19 de noviembre de 2010

Sin Ataduras.

Cada vez que intento sacar una teoría con respecto a la felicidad, surge una nueva que desplaza la anterior. Me he dado cuenta de que la manera de autoengañarnos a veces es tan sutil que hasta nosotros mismos pasamos desapercibidas las señales de humo que lanzamos esperando que alguien nos socorra. En menos de un año las personas pueden cambiar y perder toda la fuerza que tenían antes sin apenas darse cuenta. Y lo que es peor, sin querer reconocerlo.

La felicidad puede encontrar tantas definiciones como personas hablen de ella, sin embargo hay un eje común en el que muchas personas creen haberla encontrado: El amor. Felicidad y amor; son palabras tan amplias que no dicen nada y lo dicen todo a la vez.

Por amor podemos cometer el mayor fallo de nuestra vida, y ese fallo se llama dependencia. A veces somos tan estúpidos que olvidamos nuestros principios y valores por el otro. Olvidamos, incluso, quiénes éramos antes de que otra persona se metiera sin llamar en nuestras vidas, olvidamos sensaciones, impulsos, reacciones, y comenzamos a estar de acuerdo con todo y a caer en una patética espiral que, sinceramente, sabemos que no va a conducirnos a nada.

Y es que cuando el otro controla los hilos de nuestras propias decisiones, cuando actuamos con miedo a que él o ella se moleste con nosotros, cuando cortamos nuestras alas por ver volar al otro, no estamos hablando de amor, sino de control y necesidad.

El amor puro va mucho más allá de todo eso; el amor real es el que te llena el alma cuando ves al otro sonreír, sin pensar que quien le hace sonreír es otra persona y no tú, sin celos, sin peros. El amor puro es salir y entrar sin dar más explicaciones que las necesarias, sabiendo que nuestra pareja nos acepta tal y como somos y no trata de cambiarnos. El amor puro es saber divertirse si el otro no está, y saber hacerlo si por suerte nos acompaña. El amor auténtico es el que no todo lo cuestiona, el que siempre quiere confiar y apoya de forma incondicional. La verdadera razón del amor no está en regalos materiales, no se compra ni se vende; está en los pequeños detalles. Está en una rosa a pie de una estación de autobuses, en un caramelo frente al mar, en una canción susurrada, en la comprensión, en el cariño, y en el mantenimiento de la dignidad plena y verdadera de uno mismo.
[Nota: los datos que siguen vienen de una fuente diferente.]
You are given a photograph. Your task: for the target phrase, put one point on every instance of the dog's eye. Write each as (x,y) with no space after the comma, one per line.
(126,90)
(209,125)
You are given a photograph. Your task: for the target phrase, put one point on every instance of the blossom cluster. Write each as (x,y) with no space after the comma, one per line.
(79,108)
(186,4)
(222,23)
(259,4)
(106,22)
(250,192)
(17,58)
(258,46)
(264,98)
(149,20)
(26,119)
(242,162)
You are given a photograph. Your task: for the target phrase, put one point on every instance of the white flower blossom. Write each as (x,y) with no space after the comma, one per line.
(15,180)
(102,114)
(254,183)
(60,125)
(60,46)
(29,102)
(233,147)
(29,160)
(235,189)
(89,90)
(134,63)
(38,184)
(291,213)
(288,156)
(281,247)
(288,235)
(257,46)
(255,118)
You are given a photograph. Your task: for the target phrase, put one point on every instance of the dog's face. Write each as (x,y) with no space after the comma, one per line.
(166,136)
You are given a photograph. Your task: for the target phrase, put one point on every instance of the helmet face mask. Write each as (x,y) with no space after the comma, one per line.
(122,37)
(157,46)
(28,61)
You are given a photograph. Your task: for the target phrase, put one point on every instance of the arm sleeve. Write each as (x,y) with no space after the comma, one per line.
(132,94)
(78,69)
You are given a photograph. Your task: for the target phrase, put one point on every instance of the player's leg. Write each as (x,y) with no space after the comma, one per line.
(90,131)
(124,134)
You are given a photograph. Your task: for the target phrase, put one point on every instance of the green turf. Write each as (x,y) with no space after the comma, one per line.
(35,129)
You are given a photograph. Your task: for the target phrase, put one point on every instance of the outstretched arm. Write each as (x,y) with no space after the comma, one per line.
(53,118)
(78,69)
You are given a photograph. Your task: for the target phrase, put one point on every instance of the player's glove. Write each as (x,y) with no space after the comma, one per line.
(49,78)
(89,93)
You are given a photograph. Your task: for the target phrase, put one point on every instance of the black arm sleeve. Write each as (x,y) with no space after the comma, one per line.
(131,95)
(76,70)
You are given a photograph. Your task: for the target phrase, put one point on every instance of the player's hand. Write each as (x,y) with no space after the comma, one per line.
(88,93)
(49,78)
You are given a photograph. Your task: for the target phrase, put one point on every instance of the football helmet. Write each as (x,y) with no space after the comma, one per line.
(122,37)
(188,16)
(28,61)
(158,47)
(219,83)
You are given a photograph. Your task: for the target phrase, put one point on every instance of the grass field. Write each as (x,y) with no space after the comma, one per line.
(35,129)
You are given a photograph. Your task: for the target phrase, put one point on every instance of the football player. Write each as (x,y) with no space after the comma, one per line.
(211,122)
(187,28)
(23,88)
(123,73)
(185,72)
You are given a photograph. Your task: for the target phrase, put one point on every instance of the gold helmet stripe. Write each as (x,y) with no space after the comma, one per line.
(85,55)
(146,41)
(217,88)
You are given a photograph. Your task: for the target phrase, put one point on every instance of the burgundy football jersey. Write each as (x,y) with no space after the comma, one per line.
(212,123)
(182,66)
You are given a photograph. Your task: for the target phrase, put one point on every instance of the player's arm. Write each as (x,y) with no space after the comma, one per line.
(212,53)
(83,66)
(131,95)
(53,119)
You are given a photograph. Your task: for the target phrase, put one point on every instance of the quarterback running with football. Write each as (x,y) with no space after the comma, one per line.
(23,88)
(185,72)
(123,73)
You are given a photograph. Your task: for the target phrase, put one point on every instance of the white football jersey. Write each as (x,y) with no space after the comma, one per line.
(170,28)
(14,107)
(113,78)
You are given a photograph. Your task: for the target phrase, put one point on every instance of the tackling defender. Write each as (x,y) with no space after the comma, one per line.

Siempre tendemos a pensar que si el otro trata de cambiarnos es porque nos quiere. Que sus celos son por amor. Que tiene derecho a todo porque daría su vida por nosotros. Y eso es coacción, no es libertad. Y el amor es libre. El problema es que solemos autoculparnos y eximir al otro, por su bien o por el nuestro; nunca se sabe. Tal vez me equivoque, pero creo que hay una regla suprema que puede indicarnos si la relación por la que daríamos nuestra vida es de amor o de plena necesidad, y es que las personas que te importan y que de verdad te conocen, esas que viven contigo, te digan "hace tiempo que no eres la misma; hace meses que no sonríes igual" o "me encanta verte tan feliz, te lo mereces". Esas son dos sentencias que deberían hacerte replantear los planes de tu futuro.

Siento ser pesimista, pero estamos equivocando términos super importantes, dejando que otros decidan por nosotros y nos roben la felicidad. Y eso, a mi parecer, es algo que JAMÁS deberíamos consentir. Renunciar a ti mismo no es un acto de amor. Pedir que otros lo hagan por ti, tampoco.

"Quien bien te quiere te hará te sufrir".
Yo no pienso de esa manera.
Quien bien me quiere, me quiere libre.